Die oberen Bodenschichten werden im Vorschnitt abgetragen, wobei der Abraum so gut wie möglich selektiert wird. Bandanlagen transportieren die gewonnenen Substrate auf die andere Seite des Tagebaus, wo die Kohle bereits abgebaut ist und die Wiederverfüllung begonnen hat. Hier tragen Absetzer das Vorschnittmaterial nach konkreten Vorgaben zuoberst auf, so dass eine mindestens zwei Meter mächtige, kulturfähige Schicht die Kippe überzieht.

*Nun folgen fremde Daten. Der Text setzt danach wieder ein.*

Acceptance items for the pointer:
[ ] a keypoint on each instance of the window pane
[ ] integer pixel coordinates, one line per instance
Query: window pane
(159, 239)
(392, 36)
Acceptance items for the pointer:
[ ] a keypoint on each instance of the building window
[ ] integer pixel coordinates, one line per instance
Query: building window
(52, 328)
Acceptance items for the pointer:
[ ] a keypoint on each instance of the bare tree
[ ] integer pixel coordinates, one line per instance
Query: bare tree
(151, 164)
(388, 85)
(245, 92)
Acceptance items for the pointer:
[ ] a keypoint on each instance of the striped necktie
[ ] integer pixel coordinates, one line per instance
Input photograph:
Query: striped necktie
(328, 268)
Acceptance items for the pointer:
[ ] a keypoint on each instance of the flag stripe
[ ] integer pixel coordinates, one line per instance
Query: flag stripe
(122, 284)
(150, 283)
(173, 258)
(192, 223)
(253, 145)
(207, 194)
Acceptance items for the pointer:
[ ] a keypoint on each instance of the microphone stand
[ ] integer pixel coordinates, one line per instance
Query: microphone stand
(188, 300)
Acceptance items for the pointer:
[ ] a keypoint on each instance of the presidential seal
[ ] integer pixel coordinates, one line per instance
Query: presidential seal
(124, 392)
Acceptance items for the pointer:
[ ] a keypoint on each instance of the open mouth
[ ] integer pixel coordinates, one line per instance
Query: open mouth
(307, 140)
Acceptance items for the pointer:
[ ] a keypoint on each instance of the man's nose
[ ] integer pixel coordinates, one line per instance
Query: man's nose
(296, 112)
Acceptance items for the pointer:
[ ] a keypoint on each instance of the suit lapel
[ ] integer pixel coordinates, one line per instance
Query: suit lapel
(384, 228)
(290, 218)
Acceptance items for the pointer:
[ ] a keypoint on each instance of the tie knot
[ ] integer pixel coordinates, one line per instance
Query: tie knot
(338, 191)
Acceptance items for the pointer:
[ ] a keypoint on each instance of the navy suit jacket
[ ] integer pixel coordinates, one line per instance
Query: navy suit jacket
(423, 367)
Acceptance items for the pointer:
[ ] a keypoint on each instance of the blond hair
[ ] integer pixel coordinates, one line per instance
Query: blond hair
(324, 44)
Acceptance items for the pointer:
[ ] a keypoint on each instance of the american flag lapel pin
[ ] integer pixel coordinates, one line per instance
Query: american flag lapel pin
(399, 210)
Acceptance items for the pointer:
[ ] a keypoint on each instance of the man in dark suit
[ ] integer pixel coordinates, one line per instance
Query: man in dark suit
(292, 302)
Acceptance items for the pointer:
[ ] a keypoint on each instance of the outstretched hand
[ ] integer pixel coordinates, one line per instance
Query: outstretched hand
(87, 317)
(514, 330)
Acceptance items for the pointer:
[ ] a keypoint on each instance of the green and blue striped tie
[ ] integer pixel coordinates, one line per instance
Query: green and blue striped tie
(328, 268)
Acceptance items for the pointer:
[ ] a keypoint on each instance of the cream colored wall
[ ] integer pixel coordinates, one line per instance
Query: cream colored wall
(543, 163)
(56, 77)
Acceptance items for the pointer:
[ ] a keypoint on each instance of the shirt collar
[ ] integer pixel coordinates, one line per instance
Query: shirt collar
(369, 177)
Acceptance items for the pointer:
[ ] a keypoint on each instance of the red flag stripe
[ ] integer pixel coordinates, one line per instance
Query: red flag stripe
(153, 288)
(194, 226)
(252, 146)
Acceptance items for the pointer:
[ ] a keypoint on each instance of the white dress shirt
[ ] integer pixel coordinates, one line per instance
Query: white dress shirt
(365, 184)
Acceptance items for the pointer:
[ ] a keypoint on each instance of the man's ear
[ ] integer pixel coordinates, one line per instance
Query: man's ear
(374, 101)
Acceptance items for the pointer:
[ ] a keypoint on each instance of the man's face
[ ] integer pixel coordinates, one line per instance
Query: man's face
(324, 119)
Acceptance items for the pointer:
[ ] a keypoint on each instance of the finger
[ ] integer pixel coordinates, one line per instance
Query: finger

Im Anschluss wird diese planiert und ihr Relief ausgeformt. „Das ist ein klassischer Rohboden, unsere Basis“, so Uhlig-May. Hier setze dann die Arbeit ihres Bereiches an.

Bodenkundliche Expertise schafft Basis

„Mit unseren Kartierern schauen wir uns den Kippenboden ganz genau an. Sie sind spezialisierte bodenkundliche Experten, die im engen Raster die Flächen intensiv analytisch bewerten“, erläutert Uhlig-May. „Aus der Analyse leiten sich dann die Vorgaben für die folgende Düngung und Kalkung ab.“ Dadurch werde der Boden aufgewertet. Vor allem die Kalkung und damit die Einstellung des pH-Wertes des Bodens sei wichtig. Was dann weiter passiere, richte sich danach, ob eine landwirtschaftliche, forstwirtschaftliche oder naturschutzmäßige Nutzung folge.

Melioration, der Boden wird für die landwirtschaftliche Flächenentwicklung vorbereitet. Mit dabei: Landwirte der Region, Foto: Andreas Franke für LEAG

Nutzung entscheidet über Fortgang

„Bei der Landwirtschaft beispielsweise nehmen wir die Flächen in Kultur und betreuen sie sieben Jahre lang mit einer ganz speziellen Fruchtfolge. Hierbei geht es nicht um die Erträge, sondern um die Bodenentwicklung“, betont Uhlig-May. Kalken und Düngen sei das eine. Um nachhaltig zu wirtschaften, brauche es aber auch organische Anteile im Boden. Diese würden sich durch die Kultivierung zunehmend anreichern. Es bilden sich langsam so genannte Horizonte aus. „Dies unterstützen wir über die Jahre. Gerade in der Landwirtschaft ist entscheidend, hier den Anbau stickstoffbildender Pflanzen zu fördern, um nach den sieben Jahren Erträge zu erreichen, die mit den vorbergbaulichen vergleichbar sind.“

Die Pflanzendecke aus Klee schützt nicht nur vor Erosion, sondern ist auch ein guter Stickstofflieferant, Foto: Andreas Franke für LEAG

Bepflanzungsplan gezielt abgestimmt

Bei der Forstwirtschaft sei es so, dass eine Schutzpflanzendecke ausgebracht wird. „Wir setzen hier Pflanzenmischungen ein, die den Boden vor Erosion schützen und für die kleinen Forstpflanzen eine Schutzfunktion übernehmen.“ Auch beim Setzen der jungen Bäume werde nichts dem Zufall überlassen. Die ausgewählten Baumarten seien gezielt auf die Bodenverhältnisse abgestimmt. Das regle der Aufforstungssplan. „Denn auch hier gilt, dass nicht jeder Baum in jedem Boden wächst“, so Uhlig-May.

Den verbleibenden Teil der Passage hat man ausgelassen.